The Islamic Republic of Iran is holding its eleventh presidential election on Friday. It's all very exciting — just as it was in 1979 when, right after the Iranian Revolution that brought down the Shah, Iranians first cast ballots. I was there — a reporter in Iran, working on a documentary film for Bill Moyers at PBS. Then, as now, the elections were the focus of considerable international attention. Then, as now, the elections were a total fiction.
Some people understood that then — others have never seemed to get it. For example, ten years ago, Richard Armitage, then deputy secretary of state under President George W. Bush, called Iran a democracy. In recent months both Secretary of State John Kerry and Secretary of Defense Chuck Hagel have said that Iran has an "elected" government. Hagel even added that it was "legitimate."
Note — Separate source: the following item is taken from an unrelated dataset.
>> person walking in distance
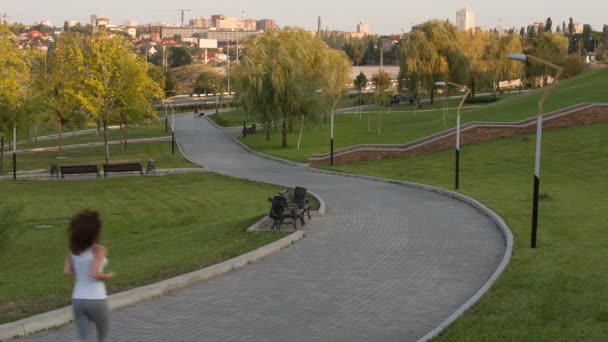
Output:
[63,209,114,342]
The Iranian producer with whom I was working was enthusiastic about those first post-revolution elections. He regarded my skepticism as unjustified and unfair. Iranians were flocking to the polls. Surely, that represents progress, he said.
What struck me was how much the system set up by revolutionary leader Ayatollah Ruhollah Khomeini resembled what I had seen as a student and journalist in the Soviet Union. There, too, people could vote. But the government officials they elected held no real power. That was reserved for the Communist party.
In Iran, the supreme leader wields supreme power. In 1979, Ayatollah Ruhollah Khomeini was the supreme leader; today it is Ayatollah Ali Khamenei. He does not answer to the people. He answers to a higher authority — indeed, the very highest authority. To insure that the supreme leader's will is done, there is the elite Islamic Revolutionary Guard Corps and the roguish militia known as the Basij.
The twelve-member Guardian Council — appointed, not elected — also reports to the supreme leader, and together they decide who is and who is not qualified to be a presidential candidate. Under Iran's Islamic constitution, only men and only Shia Muslims may apply. For the current election, there were 686 registered candidates. Eight were approved.
A few days ago, Khamenei made clear to the finalists that they are not to "make concessions to the enemies." In other words, they are not to suggest that Iran might be better off refraining from developing nuclear weapons, pursuing a policy of peaceful coexistence with America and Israel, and focusing on the repair of an embattled economy.
Not one of the candidates can be seriously considered a reformer — unlike in 2009 when Mir-Hossein Mousavi and Mehdi Karroubi were permitted to run. You'll recall that when those election results were announced, incumbent president Mahmoud Ahmadinejad was the winner — by a landslide. Millions of Iranians realized that the election had been rigged — and that this was not the first time they had been played for fools. They took to the streets shouting, "Death to the dictator!" and asking President Obama, "Are you with us or against us?" What became known as the Green Movement was quickly and brutally crushed.
Why do Iran's rulers even bother with this charade? For one, I think, because most dictators still like the sound of the word "democracy." Think of the Democratic People's Republic of Korea and the Democratic Republic of the Congo.
Another reason: As exiled dissident Mojtaba Vahedi told the Wall Street Journal's Sohrab Ahmari, the supreme leader likes to have "a fall guy who at the same time has no real power — someone with no serious responsibility but who's nevertheless accountable for every failure."
Vahedi, now living in the U.S., served as a top aide to Karroubi who first ran for the presidency in 2005 — and who afterward charged that that election had been a fraud, noting the suspicious fact that in at least three provinces, "the total number of votes cast outstripped the number of residents."
So, no matter who is announced the winner this weekend, do not uncork your best bottle of pomegranate juice. The supreme leader will still reign supreme. Like his predecessor, he believes Muslims have a religious duty to wage war against infidels, in particular America, the "Great Satan," and Israel, the closer-to-home "Little Satan." Iran's constitution is quite clear: It calls for jihad "against the arrogant in every corner of the globe." That would be us.
It is this reality — not an Iranian election — that we should be discussing. Only then can we hope to formulate a serious national-security strategy for the challenging years that lie ahead.